La fiction peut-elle sauver l’enfance ? La création offre-t-elle un rempart contre la dissolution des rêves de jeunesse ? Wajdi Mouawad, dans sa dernière pièce de théâtre, tente de nourrir ces interrogations, si importantes pour saisir la portée de la culture à une époque de bavardage et de consommation béate. Assoiffés évoque, par l’entremise de trois personnages, la soif de sens d’adolescents en butte à un monde de compromissions et aux écueils qui éteignent leur goût d’autrui et de l’inconnu.
Murdoch est un adolescent révolté, qui refuse de se taire un matin de février 1991 : toute la journée, il parlera, posera des questions, interrogera l’existence des passants qu’il rencontre, que ce soit à l’école ou dans le bus.

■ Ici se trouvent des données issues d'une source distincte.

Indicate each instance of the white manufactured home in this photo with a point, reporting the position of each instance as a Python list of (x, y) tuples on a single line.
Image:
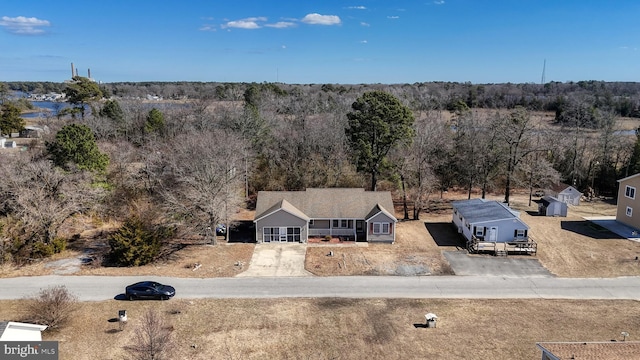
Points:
[(491, 226)]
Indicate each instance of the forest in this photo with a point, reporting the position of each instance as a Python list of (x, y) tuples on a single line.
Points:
[(178, 166)]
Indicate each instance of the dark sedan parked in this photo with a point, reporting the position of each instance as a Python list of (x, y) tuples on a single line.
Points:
[(149, 290)]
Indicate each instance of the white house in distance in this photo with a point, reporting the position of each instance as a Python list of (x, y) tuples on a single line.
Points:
[(488, 225), (17, 331), (565, 193)]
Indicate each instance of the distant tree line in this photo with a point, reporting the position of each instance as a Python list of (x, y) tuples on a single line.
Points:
[(176, 169), (623, 98)]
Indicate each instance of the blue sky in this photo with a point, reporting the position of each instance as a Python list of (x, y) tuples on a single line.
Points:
[(321, 41)]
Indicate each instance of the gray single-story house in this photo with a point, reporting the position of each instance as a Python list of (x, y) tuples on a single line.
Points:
[(550, 206), (565, 193), (352, 214), (488, 221)]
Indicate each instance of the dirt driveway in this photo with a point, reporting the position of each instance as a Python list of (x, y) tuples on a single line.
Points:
[(274, 259), (484, 265)]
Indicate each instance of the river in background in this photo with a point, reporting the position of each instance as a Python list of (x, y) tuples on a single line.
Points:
[(45, 108)]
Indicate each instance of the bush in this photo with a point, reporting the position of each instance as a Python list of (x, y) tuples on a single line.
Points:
[(52, 306), (137, 243), (40, 249), (59, 245), (152, 339)]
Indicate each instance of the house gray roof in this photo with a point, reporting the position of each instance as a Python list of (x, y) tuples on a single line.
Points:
[(480, 210), (331, 203)]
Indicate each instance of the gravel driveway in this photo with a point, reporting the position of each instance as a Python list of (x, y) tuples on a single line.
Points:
[(274, 259), (511, 266)]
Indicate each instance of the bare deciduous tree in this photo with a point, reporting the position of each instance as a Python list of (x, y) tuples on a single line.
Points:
[(201, 181), (43, 197)]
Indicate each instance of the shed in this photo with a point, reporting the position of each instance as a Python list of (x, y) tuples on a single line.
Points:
[(16, 331), (566, 193), (550, 206)]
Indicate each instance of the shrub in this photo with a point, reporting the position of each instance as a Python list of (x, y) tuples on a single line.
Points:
[(59, 245), (52, 306), (137, 243), (152, 339)]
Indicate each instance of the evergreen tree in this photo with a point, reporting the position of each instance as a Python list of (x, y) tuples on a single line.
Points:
[(155, 121), (378, 123), (112, 110), (82, 91), (76, 144), (137, 243)]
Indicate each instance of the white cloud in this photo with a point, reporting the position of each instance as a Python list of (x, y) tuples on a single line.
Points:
[(281, 25), (317, 19), (248, 23), (23, 25)]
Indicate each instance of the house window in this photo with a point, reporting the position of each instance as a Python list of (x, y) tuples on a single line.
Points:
[(293, 234), (521, 233), (630, 192), (281, 234), (381, 228), (343, 224)]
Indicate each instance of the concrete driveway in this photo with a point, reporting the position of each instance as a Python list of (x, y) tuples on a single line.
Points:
[(487, 265), (275, 259)]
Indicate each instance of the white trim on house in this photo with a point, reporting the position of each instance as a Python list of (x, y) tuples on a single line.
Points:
[(630, 192)]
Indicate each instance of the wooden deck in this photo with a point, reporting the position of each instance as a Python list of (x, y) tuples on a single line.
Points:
[(528, 247)]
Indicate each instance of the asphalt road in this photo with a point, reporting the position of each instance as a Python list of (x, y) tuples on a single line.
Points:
[(96, 288)]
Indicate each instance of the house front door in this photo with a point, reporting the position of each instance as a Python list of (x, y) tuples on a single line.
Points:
[(493, 233)]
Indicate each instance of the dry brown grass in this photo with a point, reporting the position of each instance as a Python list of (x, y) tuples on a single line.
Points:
[(567, 247), (346, 328)]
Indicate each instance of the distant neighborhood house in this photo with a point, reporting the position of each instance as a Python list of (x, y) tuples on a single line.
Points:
[(565, 193), (628, 205), (348, 214), (488, 225)]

Ses monologues dérangent, appellent à la beauté, vilipendent l’injonction à consommer, seul discours propagé par la télévision et son « Annie Matrice » multiforme. Sa journée chaotique, rapportée par de multiples extraits savoureux de sa logorrhée, croise celle de Boon, aspirant écrivain qui vise à décrire la beauté dans un devoir de français, désir qui le conduit à un échec cinglant auprès des autres étudiants et de son frère lorsque sa pièce de théâtre est révélée à la classe.
Des années plus tard, Boon, ayant abandonné ses idéaux pour endosser le métier d’anthropologue judiciaire, doit reconstituer l’identité de deux cadavres trouvés noyés. Le passé refait alors surface, et cette fatidique journée de février réveille des souvenirs blessants. Grâce au doigté de Mouawad, les existences de Boon et de Murdoch se mêlent à la pièce créée à l’époque par l’étudiant. Le personnage de Norvège élaboré alors, une incarnation de la beauté dans un monde détérioré, renouvelle l’espérance du dramaturge en herbe et suscite sa prise de parole ultérieure.
Pièce sur l’adolescence et sa confrontation au mensonge contemporain, où discours et réalité sécrètent plus de laideur que de beauté, plus de raison que de création, Assoiffés tient du cri. Mouawad, avec son talent usuel et une construction à multiples paliers, y plaide l’importance d’entretenir la curiosité nécessaire pour abreuver les rêves qui nous déterminent. Sans avoir l’impact de sa trilogie (Littoral, Incendies, Forêts), sa dernière création est une variation intéressante sur les motifs de son théâtre et en réitère la pertinence et la beauté.